Day Four
(age twenty-four)
A strategist like Zhaleh would have known what to do with the information Kelli had gathered.
She would have given a good answer to the prompt: You are a shy script supervisor, and you have been forced onto a heist with a beautiful strategist, an anguished con man, and a cheerful thief. How will you thwart them?
But Kelli, try as she might, was not a strategist.
They’d gone over the mission plan a couple of times at lunch now.
Rowan’s, Ting’s, and Zhaleh’s parts were technical.
Kelli could think of ways to tamper with some of them, but she couldn’t be sure it wouldn’t be obvious to them.
Her own contribution was mostly just the ability to log in to Inspiration’s systems biometrically.
She wasn’t sure how to sabotage that, apart from slicing up her own thumb—which everyone would know she’d done on purpose.
Her best option was to do small things to keep them distracted and at odds with each other, and to keep feeding information to Baz. She couldn’t stop them, but she could slow them down enough for community standards enforcement to arrive.
Ting had sticky fingers; that was a start.
Kelli listened carefully for times when no one was around—when Zhaleh was sealed up in the storage closet, and Rowan was in his sleeping nook, and Ting was taking a post-exercise sponge bath in the bathroom.
She floated into the hall and grabbed the first valuable personal item she saw—a packet of Rowan’s favorite potato chips, which he’d left out in the galley saying something about a stress relief reward.
Trying as hard as she could not to make any noise, she floated down to Ting’s sleeping bag and tucked the chips inside.
“Ting!” Rowan called out, an hour later, while Ting was doing the laundry. “Dammit, where did you put my chips? I had them out here special.”
“What?” said Ting. “I didn’t do anything with them.”
“You know, I put up with a lot from you,” said Rowan, “but you don’t usually lie—”
At that point Zhaleh, who’d come out from the storage closet, reminded them not to yell, and they went on like that in hushed, irritated voices for a lot longer. Zhaleh watched them with an expression Kelli couldn’t read.
Meanwhile, every other useful thing Kelli learned got typed out, in the privacy of her sleeping bag, on her pink crescent.
Baz, they’ve changed out the ship’s transponder. It’ll register as the Blue Bolt now, not the Wildfire.
Baz, they’re going to jam your security cameras and make it look like an ion storm.
Baz, look out for the air vents, Ting has some way of getting up there.
They were in deep space now, so he wasn’t actually getting the messages.
They wouldn’t send until the Wildfire landed on Ganymede, and even then, only if Kelli managed to plug them into the network really fast without getting caught.
But she’d had time to do that with her earlier messages, from Io, before they took off. Baz ought to have those ones by now.
Had he read them yet? Surely he must have.
He’d never replied. Maybe he hadn’t taken her seriously when she’d given him the crescent.

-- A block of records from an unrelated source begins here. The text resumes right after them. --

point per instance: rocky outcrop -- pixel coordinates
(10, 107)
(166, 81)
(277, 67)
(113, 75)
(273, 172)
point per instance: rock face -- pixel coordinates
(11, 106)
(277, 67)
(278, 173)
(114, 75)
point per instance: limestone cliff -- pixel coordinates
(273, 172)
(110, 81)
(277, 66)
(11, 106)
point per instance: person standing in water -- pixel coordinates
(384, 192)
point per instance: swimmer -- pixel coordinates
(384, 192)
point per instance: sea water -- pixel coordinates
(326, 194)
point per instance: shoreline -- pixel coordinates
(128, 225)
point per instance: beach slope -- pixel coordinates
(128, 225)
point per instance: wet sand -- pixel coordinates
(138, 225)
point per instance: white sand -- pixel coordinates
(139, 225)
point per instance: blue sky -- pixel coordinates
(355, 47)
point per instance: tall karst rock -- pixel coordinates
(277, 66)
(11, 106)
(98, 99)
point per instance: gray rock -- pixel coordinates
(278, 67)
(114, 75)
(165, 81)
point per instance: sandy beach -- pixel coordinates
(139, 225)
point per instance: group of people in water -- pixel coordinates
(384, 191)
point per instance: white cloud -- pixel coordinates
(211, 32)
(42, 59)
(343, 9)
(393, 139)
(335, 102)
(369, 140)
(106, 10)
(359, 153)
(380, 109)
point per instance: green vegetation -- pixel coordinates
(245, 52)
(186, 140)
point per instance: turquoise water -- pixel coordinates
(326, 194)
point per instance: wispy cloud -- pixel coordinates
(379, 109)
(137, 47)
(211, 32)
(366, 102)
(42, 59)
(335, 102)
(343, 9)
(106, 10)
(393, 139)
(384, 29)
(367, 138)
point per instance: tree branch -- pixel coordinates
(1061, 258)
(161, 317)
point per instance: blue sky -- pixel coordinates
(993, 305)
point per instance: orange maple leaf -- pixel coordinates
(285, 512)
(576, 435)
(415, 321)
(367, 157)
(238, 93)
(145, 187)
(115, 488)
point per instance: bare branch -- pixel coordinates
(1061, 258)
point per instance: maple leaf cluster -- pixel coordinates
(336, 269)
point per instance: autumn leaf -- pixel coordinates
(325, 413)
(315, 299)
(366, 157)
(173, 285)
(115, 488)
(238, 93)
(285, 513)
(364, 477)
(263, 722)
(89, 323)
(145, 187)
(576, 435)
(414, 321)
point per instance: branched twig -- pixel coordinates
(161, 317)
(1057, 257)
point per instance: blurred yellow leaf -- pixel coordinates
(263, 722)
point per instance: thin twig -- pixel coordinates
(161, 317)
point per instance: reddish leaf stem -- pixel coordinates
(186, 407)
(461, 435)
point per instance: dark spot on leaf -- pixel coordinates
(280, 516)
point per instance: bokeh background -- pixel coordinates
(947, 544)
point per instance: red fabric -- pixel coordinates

Maybe he’d stuffed it in a drawer and forgotten about it, which was not very nice of him, because even if Kelli really was just on a date, safe calls were important.
Kelli was supposed to have been back at work by now, so even if Baz had forgotten their talk completely, he’d have noticed when she didn’t arrive in the morning.
Maybe he’d try to call her home phone; maybe he’d send someone to check her apartment.
Eventually, inevitably, he would remember the pink crescent, and he’d plug it in and actually read what she’d written. He had to.
But Kelli hadn’t ever been good at predicting what neurotypicals would do.
In any case she could not spend an entire three days plotting.
When she got tired or stuck, she found herself diving, once again, into Rowan’s media collection.
She put on a pair of headphones, and she searched through the metadata for videos she’d enjoy.
Just the nice stories and the nice videos, the ones where no one was having weird sex or murdering people with an axe.
Dismount, which was about lesbians at a low-grav gymnastics competition, flipping and soaring as they sublimated their obvious attraction into rivalry.
Get Along Now, the adventures of a flamboyant cowboy, who seduced other men constantly but who did the actual sex part offscreen.
We’re Okay Now, that one in particular, over and over and over.
She studied each video’s styles. She memorized their lines.
She wondered what it would be like to be those characters.
There were sadder videos, too. Their summaries intrigued her—imagine real queer people, like her, getting to write about the troubles they’d been through!
—but she skipped them for now. Kelli was just trying to get through the next few days.
She didn’t need to make herself more depressed than she already was.
The nice, safe, fluffy queer stories were intense enough already.
Kelli watched them for hours at a stretch, mesmerized, choking back tears of frustration.
If only queer people in the Jovian system were really like that.
If only they weren’t all blackmailers and kidnappers, or alone like Kelli, or dead.
Was there a story that could hold people like her and Rowan in it, that could tell the whole truth of them and even the truth of the fire, and still deliver them at the end to a kind of happiness?
If there was, Kelli didn’t know what it would look like.
She had never seen a story like that in her life.